Venerdì 17 maggio, a Palazzo Grazioli in Roma presso la Sala Stampa estera, si è tenuta la conferenza stampa di presentazione di Samaritanus Care, progetto per l’inserimento nelle strutture sanitarie e sociosanitarie associate ad Aris o Uneba, di infermieri che hanno conseguito la laurea in istituzioni cattoliche in Africa, America, Asia. 

Obiettivo di Samaritanus Care è dare risposta alla grave carenza di infermieri in Italia e garantire alle persone fragili prese in carico dalle suddette strutture, a partire dagli anziani non autosufficienti, l’assistenza qualificata di cui hanno bisogno e diritto.

Il Progetto nasce su iniziativa della Fondazione Samaritanus, costituita da Aris e Uneba, le due maggiori associazioni rappresentanti le Istituzioni sanitarie e sociosanitarie cattoliche e di ispirazione cristiana, con il patrocinio dell’Ufficio Nazionale per la pastorale della salute della Conferenza Episcopale Italiana.

Come ricordato da don Massimo Angelelli, direttore dell'Ufficio Nazionale per la Pastorale della Salute della Cei, il progetto, concepito nel 2021 in piena pandemia e messo a punto col varo del “Samaritanus Care”, è finalizzato a coprire le carenze infermieristiche nostrane alle prese con una vera e propria “voragine” assistenziale destinata a toccare picchi spaventosi entro il 2029, come ha illustrato Beatrice Mazzoleni, segretaria della Fnopi (Federazione nazionale operatori infermieristici), secondo la quale nei “prossimi 4 anni l'attuale quadro di circa 460 mila infermieri perderà oltre 100 mila unità.

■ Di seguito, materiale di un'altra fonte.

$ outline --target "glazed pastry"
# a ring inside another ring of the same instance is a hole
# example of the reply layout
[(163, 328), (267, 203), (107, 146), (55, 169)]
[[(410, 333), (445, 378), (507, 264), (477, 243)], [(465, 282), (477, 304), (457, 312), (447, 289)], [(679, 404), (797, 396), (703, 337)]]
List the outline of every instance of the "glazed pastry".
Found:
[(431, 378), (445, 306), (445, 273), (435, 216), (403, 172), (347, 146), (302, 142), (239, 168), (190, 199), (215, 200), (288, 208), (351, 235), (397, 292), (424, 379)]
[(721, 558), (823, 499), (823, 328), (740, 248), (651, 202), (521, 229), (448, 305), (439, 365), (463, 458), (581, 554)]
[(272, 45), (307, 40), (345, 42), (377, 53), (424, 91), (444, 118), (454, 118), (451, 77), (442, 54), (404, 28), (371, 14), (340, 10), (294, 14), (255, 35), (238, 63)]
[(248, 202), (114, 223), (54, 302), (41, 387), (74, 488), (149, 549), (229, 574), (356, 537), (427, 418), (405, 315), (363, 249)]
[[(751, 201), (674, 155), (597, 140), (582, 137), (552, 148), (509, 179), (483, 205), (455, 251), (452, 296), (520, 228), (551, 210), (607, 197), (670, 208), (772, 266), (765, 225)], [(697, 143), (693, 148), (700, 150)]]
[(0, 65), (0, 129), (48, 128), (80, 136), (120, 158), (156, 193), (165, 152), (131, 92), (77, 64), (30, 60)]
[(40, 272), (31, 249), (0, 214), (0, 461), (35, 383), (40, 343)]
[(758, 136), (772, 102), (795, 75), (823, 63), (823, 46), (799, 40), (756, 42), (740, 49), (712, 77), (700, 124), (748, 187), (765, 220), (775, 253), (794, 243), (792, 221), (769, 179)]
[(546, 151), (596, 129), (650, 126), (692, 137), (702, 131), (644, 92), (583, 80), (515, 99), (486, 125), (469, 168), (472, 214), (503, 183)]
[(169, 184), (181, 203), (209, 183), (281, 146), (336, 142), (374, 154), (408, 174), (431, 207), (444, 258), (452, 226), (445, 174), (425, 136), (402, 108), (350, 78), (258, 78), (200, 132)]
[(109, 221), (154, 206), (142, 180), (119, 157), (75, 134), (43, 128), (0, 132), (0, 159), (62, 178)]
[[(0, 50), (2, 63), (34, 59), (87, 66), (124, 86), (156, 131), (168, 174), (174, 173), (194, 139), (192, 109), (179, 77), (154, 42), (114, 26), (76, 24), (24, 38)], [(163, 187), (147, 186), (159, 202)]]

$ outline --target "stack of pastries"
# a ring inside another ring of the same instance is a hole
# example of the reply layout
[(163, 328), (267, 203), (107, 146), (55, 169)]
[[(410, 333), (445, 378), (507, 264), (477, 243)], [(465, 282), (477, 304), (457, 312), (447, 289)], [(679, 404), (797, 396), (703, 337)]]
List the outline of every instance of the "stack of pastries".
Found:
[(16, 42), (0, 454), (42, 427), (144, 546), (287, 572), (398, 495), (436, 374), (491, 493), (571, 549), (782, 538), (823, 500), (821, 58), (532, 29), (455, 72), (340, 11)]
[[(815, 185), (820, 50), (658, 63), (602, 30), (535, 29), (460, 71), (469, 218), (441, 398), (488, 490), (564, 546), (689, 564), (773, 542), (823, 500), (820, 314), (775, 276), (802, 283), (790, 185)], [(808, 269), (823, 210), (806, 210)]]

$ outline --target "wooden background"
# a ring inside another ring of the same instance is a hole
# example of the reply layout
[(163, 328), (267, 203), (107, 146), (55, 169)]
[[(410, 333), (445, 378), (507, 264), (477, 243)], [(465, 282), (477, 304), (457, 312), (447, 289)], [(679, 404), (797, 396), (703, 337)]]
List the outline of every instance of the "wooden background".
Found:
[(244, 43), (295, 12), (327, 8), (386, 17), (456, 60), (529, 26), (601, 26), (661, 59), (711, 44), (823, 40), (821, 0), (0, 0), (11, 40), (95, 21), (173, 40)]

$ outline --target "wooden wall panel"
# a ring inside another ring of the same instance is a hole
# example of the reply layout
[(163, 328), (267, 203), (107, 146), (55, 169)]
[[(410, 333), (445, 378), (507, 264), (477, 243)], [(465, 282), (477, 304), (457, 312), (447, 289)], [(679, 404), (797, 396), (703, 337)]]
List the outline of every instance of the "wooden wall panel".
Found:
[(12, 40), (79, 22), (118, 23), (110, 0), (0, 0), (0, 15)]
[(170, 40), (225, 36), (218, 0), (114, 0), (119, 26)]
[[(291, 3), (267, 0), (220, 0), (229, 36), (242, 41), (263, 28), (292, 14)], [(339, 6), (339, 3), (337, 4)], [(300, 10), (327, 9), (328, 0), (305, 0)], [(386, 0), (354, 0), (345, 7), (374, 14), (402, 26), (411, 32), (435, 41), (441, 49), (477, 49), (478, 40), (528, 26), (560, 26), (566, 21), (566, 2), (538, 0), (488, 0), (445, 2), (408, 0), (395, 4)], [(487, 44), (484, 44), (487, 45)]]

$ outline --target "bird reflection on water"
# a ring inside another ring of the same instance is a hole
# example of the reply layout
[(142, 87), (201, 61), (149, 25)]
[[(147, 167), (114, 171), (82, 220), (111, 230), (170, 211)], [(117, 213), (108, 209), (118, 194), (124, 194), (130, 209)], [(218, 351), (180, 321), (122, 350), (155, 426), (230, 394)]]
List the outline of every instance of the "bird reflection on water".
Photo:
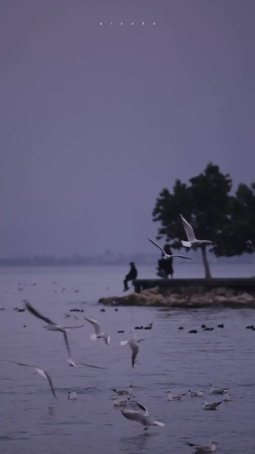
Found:
[(129, 450), (131, 448), (143, 449), (149, 439), (156, 437), (158, 434), (155, 432), (146, 432), (137, 435), (135, 437), (122, 437), (119, 440), (123, 444), (122, 450)]

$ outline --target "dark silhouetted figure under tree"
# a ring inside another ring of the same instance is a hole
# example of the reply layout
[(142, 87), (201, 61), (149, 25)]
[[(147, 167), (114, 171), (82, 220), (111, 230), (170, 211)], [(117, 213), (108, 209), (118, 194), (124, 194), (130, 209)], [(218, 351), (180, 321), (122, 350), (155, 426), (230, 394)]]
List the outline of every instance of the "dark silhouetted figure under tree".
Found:
[[(167, 244), (165, 245), (164, 251), (168, 255), (172, 255), (172, 254), (169, 244)], [(162, 253), (162, 258), (158, 262), (158, 266), (157, 269), (158, 270), (158, 272), (157, 273), (157, 275), (160, 276), (163, 279), (168, 279), (168, 275), (170, 274), (172, 279), (173, 274), (172, 257), (167, 260), (164, 260), (163, 258), (163, 255), (164, 254)]]
[[(153, 221), (161, 223), (157, 239), (165, 236), (171, 241), (172, 247), (180, 250), (183, 247), (181, 242), (186, 238), (179, 217), (181, 214), (194, 229), (196, 238), (212, 242), (210, 252), (218, 257), (224, 257), (221, 236), (228, 231), (230, 223), (232, 180), (228, 174), (220, 172), (218, 166), (209, 163), (204, 172), (191, 178), (189, 183), (188, 186), (178, 179), (172, 193), (166, 188), (160, 192), (152, 212)], [(192, 246), (195, 250), (198, 247), (202, 252), (205, 277), (210, 279), (206, 244)]]
[(123, 281), (124, 282), (124, 290), (123, 291), (126, 291), (127, 290), (129, 290), (129, 288), (128, 286), (128, 282), (129, 281), (133, 281), (133, 279), (136, 279), (137, 277), (137, 270), (135, 266), (135, 264), (133, 262), (131, 262), (129, 263), (131, 268), (129, 271), (129, 272), (126, 276), (126, 278)]

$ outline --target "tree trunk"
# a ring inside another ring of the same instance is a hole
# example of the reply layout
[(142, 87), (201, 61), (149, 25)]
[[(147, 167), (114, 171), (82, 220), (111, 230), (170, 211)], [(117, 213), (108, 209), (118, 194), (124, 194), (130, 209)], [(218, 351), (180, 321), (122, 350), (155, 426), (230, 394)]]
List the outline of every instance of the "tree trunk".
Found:
[(206, 272), (206, 275), (205, 277), (206, 279), (211, 279), (211, 276), (210, 271), (209, 264), (207, 260), (207, 257), (206, 256), (206, 246), (204, 243), (201, 245), (201, 249), (202, 250), (202, 255), (203, 256), (203, 262), (204, 263), (204, 266), (205, 266), (205, 271)]

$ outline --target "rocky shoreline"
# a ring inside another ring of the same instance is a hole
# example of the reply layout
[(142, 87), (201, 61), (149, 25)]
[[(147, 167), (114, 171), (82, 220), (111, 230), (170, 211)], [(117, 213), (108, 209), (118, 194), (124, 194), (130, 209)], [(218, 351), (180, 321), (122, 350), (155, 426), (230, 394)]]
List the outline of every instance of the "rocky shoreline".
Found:
[(176, 287), (166, 290), (158, 286), (124, 296), (101, 298), (108, 306), (147, 306), (186, 309), (200, 307), (240, 307), (255, 309), (255, 293), (218, 287), (210, 291), (201, 286)]

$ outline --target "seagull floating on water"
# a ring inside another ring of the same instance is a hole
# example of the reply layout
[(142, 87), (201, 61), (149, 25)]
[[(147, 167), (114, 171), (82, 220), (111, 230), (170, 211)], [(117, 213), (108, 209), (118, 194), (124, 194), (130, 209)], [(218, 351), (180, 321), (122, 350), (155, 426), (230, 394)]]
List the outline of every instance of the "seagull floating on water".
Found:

Un perdita secca che già dal 2022 grava sul nostro sistema sanitario con una carenza di circa 65 mila infermieri mancanti ma che, secondo la segretaria della federazione degli infermieri, è destinata ad aggravarsi sempre di più a causa di pensionamenti, dimissioni, trasferimenti all'estero dove i trattamenti economici sono notoriamente superiori a quelli riconosciuti al personale infermieristico italiano.

Nel corso della conferenza stampa ci sono alternate testimonianze di operatori sanitari in collegamento e in presenza da Camerun, Perù, Nigeria, India, Tanzania e Congo dove il progetto Samaritanus Care ha trovato buona accoglienza tra i giovani infermieri ed è già decollato.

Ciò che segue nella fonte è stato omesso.